Kime lanet okuyorum?
Lanet okuyorum. Ülkemi memleketimi sevmediğim için değil. Ülkemi de memleketimi de seviyorum. Öyle yetiştirildim. Ama yöneticilerden hiçbir zaman memnun olamadık. Olamadan da gideceğiz, artık öyle geliyor. O zaman da lanetliyorsun. Yoksa ben güzel memleketimi niye lanetleyeyim? Kötü eller tarafından yönetilen bir memlekette ülke olmaktan çıkıveriyor, haksızlığa uğradığın zaman.

Bir şeyin yanlış anlaşılmasını istemem. Ülkemi değil yönetenleri lanetliyorum. Bir de Ünal Osmanağaoğlu, tetikçidir ama cezalandırılması gerekir. Tabi ki geride o’na azmettirenlere ulaşmaktır bizim hedefimiz. Ama maşalar ve tetikçiler de cezalandırılmalıdır. Ben O’nu teşhis ettim, Yargıtay Ceza Genel Kurulu da bunu tescilledi.

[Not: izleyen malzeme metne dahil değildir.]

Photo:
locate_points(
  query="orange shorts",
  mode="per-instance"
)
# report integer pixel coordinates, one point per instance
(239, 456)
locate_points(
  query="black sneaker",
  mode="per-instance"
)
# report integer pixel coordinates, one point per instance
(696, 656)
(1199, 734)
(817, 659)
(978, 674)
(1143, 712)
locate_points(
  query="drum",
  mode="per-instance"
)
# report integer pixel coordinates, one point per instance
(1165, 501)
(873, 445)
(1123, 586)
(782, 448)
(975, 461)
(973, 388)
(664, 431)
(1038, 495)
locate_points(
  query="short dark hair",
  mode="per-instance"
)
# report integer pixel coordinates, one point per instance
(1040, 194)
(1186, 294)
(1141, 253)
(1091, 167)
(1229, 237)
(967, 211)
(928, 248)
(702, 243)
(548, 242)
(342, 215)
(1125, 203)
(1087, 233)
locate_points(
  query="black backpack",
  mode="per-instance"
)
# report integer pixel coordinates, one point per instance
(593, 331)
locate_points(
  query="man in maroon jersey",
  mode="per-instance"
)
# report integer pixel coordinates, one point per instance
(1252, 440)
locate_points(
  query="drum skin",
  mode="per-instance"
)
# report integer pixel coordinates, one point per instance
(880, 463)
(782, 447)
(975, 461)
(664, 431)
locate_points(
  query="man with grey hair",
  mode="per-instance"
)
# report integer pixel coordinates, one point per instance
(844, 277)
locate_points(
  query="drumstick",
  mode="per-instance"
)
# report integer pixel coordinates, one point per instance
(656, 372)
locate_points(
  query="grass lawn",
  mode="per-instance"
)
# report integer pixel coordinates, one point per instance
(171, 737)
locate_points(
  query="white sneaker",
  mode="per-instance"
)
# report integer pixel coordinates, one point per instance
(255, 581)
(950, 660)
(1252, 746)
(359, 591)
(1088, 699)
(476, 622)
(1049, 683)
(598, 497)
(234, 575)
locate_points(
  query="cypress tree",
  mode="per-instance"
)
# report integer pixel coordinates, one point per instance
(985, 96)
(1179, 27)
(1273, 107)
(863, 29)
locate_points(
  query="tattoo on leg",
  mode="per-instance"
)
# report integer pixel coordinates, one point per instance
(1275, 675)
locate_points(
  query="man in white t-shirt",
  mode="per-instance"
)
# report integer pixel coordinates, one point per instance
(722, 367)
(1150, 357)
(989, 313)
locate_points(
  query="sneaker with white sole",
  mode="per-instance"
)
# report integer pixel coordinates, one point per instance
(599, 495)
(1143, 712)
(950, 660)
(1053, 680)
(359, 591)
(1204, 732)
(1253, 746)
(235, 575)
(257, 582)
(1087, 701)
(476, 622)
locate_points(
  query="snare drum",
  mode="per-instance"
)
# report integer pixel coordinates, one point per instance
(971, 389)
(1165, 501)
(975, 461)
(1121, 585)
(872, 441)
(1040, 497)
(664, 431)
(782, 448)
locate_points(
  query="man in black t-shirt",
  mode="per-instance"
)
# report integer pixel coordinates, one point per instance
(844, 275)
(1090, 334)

Bu iş bitti.

Zaman aşımına sokulması konusunda da yine Yargıtaya başvuracağız. AİHM yolumuz açık mücadelemiz devam edecek. Dava yurtiçinden yurtdışından geniş bir kesim tarafından takip ediliyor.

Eskiden 'AİHM’e gitmek zorunda kaldığımda üzülürüm' derdim hep. Ama 1 Aralık’tan itibaren üzülmüyorum. Eğer devlet benim babamın katilini cezalandırmıyorsa benim teşhisime ve Yargıtay Ceza Genel Kurulu’nun kararına rağmen. Katil olduğu tescillendiği halde, bunu sağlamıyorsa devlet. O zaman Devleti AİHM cezalandırdığında ben hiç üzülmeyeceğim.